Part of the real nub of this entire issue will come with the review of the decisions of the Constitutional Court. While the document admits this will lead to a national debate, it doesn’t give too much clarity. Part of the problem will be that there are very different levels to every judgment. For example, the Grootboom case, in which the court ruled that Irene Grootboom had a right to be provided with housing by government. It was a huge precedent, and a clarion call for the idea of positive rights (i.e. forcing government to give you something, such as food, water, education etc.). But Irene Grootboom died without a house. So it was a legal precedent, surely aimed at helping the poor. But on a practical level, many poor people still don’t have houses today. So was it a failure, or a success?
Incidentally, the legal firm who wrote this has already started their own review of these judgments. I say that because so many of them are quoted in this document. It’s the usual cunning plan. If you want to do something you know will be controversial, you quote the words of people respected by your opponents. For example there is plenty from Judge Kate O’Regan on the importance of judicial restraint. There’s also a quote from former Chief Justice Ismail Mohamed about how judges are “no more immune from vulnerability to abuse than legislative or executive power”, but without the check of the judiciary, and thus need to be more careful than anyone. (Here’s one for the legal nerds: that quote is taken from a speech Mohamed gave in 1998. Another part of that same speech was quoted by Judge Mohamed Navsa in last year’s Supreme Court of Appeal judgment, overturning President Jacob Zuma’s appointment of Menzi Simelane as National Prosecuting Authority boss).
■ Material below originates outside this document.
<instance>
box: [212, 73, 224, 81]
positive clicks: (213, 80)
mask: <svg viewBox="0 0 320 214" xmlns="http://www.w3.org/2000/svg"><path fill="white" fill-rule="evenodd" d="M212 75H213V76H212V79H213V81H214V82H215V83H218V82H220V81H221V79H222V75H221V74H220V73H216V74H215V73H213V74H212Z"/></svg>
There are some serious lamentations in the document about the “hysteria” of the debate on issues around the judiciary at the moment. Here, we have to go back a bit. Until Tuesday, the only information we had about the intent of these reviews was one interview given by Zuma, in which he said some dissenting judgments were more logical than majority judgments, and a newspaper article by deputy correctional services minister (and JSC member) Ngoako Ramathlodi. Those two incidents, taken together, were enough to create the “hysteria”. They certainly seemed to show the ANC had hegemonic tendencies. Hopefully the publication of this document will lance some of the emotion away from this.
We have to ask though. Zwelinzima Vavi is fond of saying that dictatorships “don’t arrive with parades and drum majorettes”. Certainly, those two incidents were “drums”. So if the real intent, the conspiracy, was to find a way to completely nobble the judiciary, the person running the ANC would have been absolutely furious on reading their newspaper. These would have given the game away. The fact there’s been complete silence on the matter from the ANC since then shows how importantly it’s seen. That said, in politics, when faced with conspiracy or cock-up, it’s often best to go with the latter. But not always. Both Ramathlodi and Zuma are not known for their control over what they say.
However, the DA appears to be convinced the real game here is not a full-frontal attack on judges, but rather to co-opt them, the idea being that there will be mechanisms created at which the executive and the judiciary get together to discuss issues of mutual concern. Sure, but there’s already communication between them now, it’s not like they never see each other. And there are plenty of ways for that kind of co-opting to happen without a formal mechanism.
In the final analysis, the real problem is that we still don’t know who is going to perform this review. The justice ministry says it will involve academic institutions. We don’t know which ones. Normally with processes like these, once you know the people actually doing it, you know how the process itself will end. So that will be the next chapter – of what will certainly turn out to be a long-running saga. DM
Photo: South Africa’s president Jacob Zuma stands with Justice Mogoeng Mogoeng after Zuma appointed him as the new Chief Justice of South Africa. REUTERS/Siphiwe Sibeko.